LSO/Harding review – bringing affirmative wordliness to Mahler’s Ninth

Daniel Harding’s death-defying approach held Mahler’s morbidity at bay, writes Martin Kettle
  
  

Daniel Harding
Never routine … Daniel Harding. Photograph: Chris Christodoulou/BBC Photograph: Chris Christodoulou/BBC

Daniel Harding is very much a thinking conductor. He takes a considered view of a piece and he doesn’t do routine, both of which are all to the good. So there was plenty to grapple with in his take on the complex music-drama of Mahler’s Ninth Symphony with the London Symphony Orchestra. The question is how far it all added up.

Harding’s approach to the opening andante took some time to reveal its hand. A refusal to linger over orchestral detail signified a broadly conceived interpretation that generally seemed set on holding at bay the morbidity that often surrounds Mahler’s last completed symphony. The dialogue between the flute and the horn in the shadowy recapitulation section embodied this, its beauties trumping its spookiness.

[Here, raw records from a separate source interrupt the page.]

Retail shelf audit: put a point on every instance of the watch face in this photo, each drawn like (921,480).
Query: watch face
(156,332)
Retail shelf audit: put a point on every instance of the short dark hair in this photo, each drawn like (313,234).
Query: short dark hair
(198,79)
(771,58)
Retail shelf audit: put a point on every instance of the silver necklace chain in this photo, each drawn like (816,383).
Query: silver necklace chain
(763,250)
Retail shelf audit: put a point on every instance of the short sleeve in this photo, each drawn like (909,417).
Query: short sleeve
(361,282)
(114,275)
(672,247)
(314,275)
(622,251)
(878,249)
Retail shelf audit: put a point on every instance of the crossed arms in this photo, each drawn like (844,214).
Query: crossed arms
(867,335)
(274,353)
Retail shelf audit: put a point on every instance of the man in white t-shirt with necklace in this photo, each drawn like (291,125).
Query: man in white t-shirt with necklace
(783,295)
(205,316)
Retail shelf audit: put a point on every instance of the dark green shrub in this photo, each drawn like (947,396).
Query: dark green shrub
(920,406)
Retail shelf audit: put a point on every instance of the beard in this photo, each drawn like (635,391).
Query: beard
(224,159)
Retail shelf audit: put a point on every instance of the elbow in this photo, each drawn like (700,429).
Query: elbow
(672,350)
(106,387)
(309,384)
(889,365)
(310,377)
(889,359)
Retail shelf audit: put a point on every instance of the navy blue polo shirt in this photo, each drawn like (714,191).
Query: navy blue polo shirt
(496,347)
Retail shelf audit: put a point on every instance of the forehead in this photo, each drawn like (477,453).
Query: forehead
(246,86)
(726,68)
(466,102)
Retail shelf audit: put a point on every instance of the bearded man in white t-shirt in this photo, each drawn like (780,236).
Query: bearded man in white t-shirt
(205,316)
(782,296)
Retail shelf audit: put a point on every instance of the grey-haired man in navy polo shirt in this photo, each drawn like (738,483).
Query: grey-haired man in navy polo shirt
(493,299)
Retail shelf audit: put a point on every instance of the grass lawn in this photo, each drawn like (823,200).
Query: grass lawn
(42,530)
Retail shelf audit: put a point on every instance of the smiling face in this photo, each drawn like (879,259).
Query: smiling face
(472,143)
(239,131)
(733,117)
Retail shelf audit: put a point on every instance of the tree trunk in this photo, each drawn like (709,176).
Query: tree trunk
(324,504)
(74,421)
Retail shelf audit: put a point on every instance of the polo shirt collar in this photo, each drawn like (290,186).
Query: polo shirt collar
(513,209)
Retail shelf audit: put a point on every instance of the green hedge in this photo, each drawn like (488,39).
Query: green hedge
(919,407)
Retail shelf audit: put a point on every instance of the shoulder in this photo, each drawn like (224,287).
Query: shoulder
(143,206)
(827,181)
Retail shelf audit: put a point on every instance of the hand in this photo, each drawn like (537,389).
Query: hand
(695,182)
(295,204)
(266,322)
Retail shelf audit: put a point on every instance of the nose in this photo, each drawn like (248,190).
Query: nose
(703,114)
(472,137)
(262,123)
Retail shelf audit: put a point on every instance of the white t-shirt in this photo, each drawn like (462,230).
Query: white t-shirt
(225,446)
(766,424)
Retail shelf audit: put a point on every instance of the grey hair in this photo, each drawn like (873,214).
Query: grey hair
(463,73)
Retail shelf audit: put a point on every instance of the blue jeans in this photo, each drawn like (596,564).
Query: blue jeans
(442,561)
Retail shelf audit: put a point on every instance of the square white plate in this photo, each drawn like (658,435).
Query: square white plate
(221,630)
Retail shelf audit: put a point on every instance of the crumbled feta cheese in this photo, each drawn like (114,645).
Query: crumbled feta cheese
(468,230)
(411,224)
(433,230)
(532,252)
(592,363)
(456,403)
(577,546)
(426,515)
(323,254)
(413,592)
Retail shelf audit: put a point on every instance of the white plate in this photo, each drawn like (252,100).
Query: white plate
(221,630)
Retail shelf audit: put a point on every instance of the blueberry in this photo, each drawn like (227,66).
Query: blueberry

The ländler second movement underlined the affirmative worldliness of the approach, which was full of an almost carefree brio and elan. This was not, Harding seemed determined to assert, the music of a man whose life was closing in on him. There was even more of that take in the darker rondo-burlesque third movement, fabulously played by the LSO, where the manic defiance had tremendous life and spirit, suggestive of Mahler’s New York rather than his Vienna, and Harding taking the final pages very very fast indeed.

The problem with Harding’s death-defying interpretation of the symphony is that it has to be reconciled with the long adagio with which it ends. This is not impossible, and Harding certainly nurtured the big affirmative outburst before the descent into the coda. Yet that coda – infinitely gentle, spare, and fading away to nothing – is not to be denied. The violas were allowed to give a little push to their final pulsing phrase. But, albeit by this unusually life-affirming route, we had still reached the sense of void which is this symphony’s uniquely powerful conclusion.